Microsoft Corporation (NASDAQ:MSFT) stock was little changed on Tuesday despite a price target increase from one analyst who cited the strength of the Microsoft cloud business. The company also said in a post today that it had to halt security updates to patch the Meltdown and Spectre vulnerabilities for devices running on AMD chips after reports that the patches were pushing some of the machines into an “unbootable state.”
Praise for Microsoft cloud business
In a note on Tuesday, Oppenheimer analyst Timothy Horan said he boosted his price target for Microsoft stock from $100 to $115 per share, citing strong checks in the cloud channel. He noted that the cloud is about one-third of the company’s revenues and is growing at a rate of about 38% year over year. He expects the cloud business to drive a 9% increase in consolidated revenue and 12% increase in EBITDA over the next few years.

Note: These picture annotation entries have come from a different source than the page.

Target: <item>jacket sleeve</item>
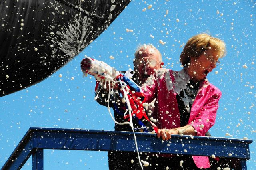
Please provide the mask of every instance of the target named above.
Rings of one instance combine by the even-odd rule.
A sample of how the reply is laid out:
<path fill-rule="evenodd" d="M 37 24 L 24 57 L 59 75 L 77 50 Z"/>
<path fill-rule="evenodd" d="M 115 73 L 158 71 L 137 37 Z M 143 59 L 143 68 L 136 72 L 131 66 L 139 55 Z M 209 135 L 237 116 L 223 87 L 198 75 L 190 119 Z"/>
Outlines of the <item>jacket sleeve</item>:
<path fill-rule="evenodd" d="M 200 110 L 198 115 L 194 121 L 192 126 L 197 131 L 197 135 L 204 136 L 205 133 L 215 123 L 217 110 L 221 92 L 211 96 Z M 190 123 L 189 124 L 191 124 Z"/>
<path fill-rule="evenodd" d="M 152 75 L 142 85 L 141 89 L 145 96 L 145 102 L 150 103 L 156 98 L 157 85 L 155 75 Z"/>

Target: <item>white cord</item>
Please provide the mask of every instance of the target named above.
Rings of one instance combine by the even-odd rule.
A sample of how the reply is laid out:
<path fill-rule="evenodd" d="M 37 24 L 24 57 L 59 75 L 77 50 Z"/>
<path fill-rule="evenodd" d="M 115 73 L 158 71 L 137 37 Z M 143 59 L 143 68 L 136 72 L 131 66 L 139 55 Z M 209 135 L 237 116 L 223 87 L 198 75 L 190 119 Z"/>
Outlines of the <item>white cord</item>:
<path fill-rule="evenodd" d="M 130 103 L 130 101 L 129 101 L 129 98 L 128 98 L 128 96 L 127 95 L 127 94 L 126 93 L 126 91 L 125 90 L 125 89 L 124 88 L 123 88 L 123 91 L 124 92 L 124 97 L 125 98 L 125 99 L 126 102 L 126 104 L 127 105 L 127 107 L 128 107 L 128 110 L 129 111 L 129 115 L 130 116 L 130 122 L 118 122 L 116 121 L 113 116 L 111 114 L 111 112 L 110 111 L 110 107 L 109 107 L 109 100 L 110 97 L 110 81 L 112 81 L 113 83 L 114 83 L 114 84 L 116 84 L 117 83 L 120 83 L 121 85 L 121 86 L 122 86 L 122 85 L 123 84 L 124 86 L 125 86 L 126 88 L 127 88 L 127 87 L 126 86 L 126 84 L 124 82 L 118 81 L 116 81 L 116 82 L 113 81 L 113 80 L 110 80 L 108 81 L 108 110 L 109 113 L 112 119 L 114 121 L 115 123 L 116 123 L 118 125 L 126 125 L 126 124 L 129 124 L 130 126 L 132 128 L 132 132 L 133 132 L 133 135 L 134 136 L 134 142 L 135 143 L 135 147 L 136 147 L 136 150 L 137 151 L 137 154 L 138 154 L 138 157 L 139 160 L 139 163 L 140 164 L 140 167 L 141 167 L 142 170 L 143 170 L 143 167 L 142 166 L 142 165 L 141 164 L 141 162 L 140 161 L 140 154 L 139 153 L 139 150 L 138 148 L 138 145 L 137 144 L 137 138 L 136 138 L 136 136 L 135 136 L 135 133 L 134 132 L 134 129 L 133 127 L 133 123 L 132 123 L 132 107 L 131 107 L 131 105 Z M 112 91 L 113 90 L 114 88 L 114 85 L 112 86 Z"/>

He explained that the Microsoft cloud business is “attractive” because it improves “customer lock-in” and is driven by faster innovation. He also said that the Microsoft cloud business offers more potential to up-sell customers and carries lower operating costs than the rest of the company. Further, the Microsoft cloud business is cannibalizing other industries and thus driving growth in overall IT spending, which also boosts the company’s legacy IT products.
Horan estimates the Microsoft cloud business, which includes Azure, Office 365, LinkedIn, Dynamics and Search, at $35 billion. He estimates cloud revenues growing at about $10 billion annually with EBITDA of $5 billion to $6 billion. His estimates exclude gaming, which will also be moving to the Microsoft cloud business.
Tax reform should also benefit Microsoft stock
In addition to the cloud business, he also named other positives for Microsoft stock. For example, the company is expected to benefit from tax reform, along with most other tech majors holding large piles of cash overseas.
Horan estimates that the company has about $130 billion in cash held outside the U.S., and he believes it will split any cash it repatriates between shareholders and acquisitions. He estimates Microsoft stock buybacks to reach $18 billion in fiscal 2018 and $25 billion in fiscal 2019. He also boosted his dividend estimates for the company, adding that a special dividend could be declared for Microsoft stock holders.
Microsoft patches Meltdown and Spectre
Microsoft stock has climbed since the Meltdown and Spectre vulnerabilities were initially revealed last week.
The company confirmed on Tuesday that the security updates to patch those vulnerabilities are slowing down certain PCs and servers, with systems running on older Intel processors being affected the most. Microsoft also revealed today that the security updates placed some PCs running on AMD processors in an “unbootable state.” The company is now working with AMD to fix the issues, which the chip maker said seem to be affecting some of its older-generation processors.
AMD stock slipped on Tuesday following Microsoft’s post. The chip maker’s shares had skyrocketed in the days following the first report about Meltdown and Spectre due to claims that there was a nearly zero chance that its chips were vulnerable. Microsoft stock closed down 0.068% at $88.22 on Tuesday.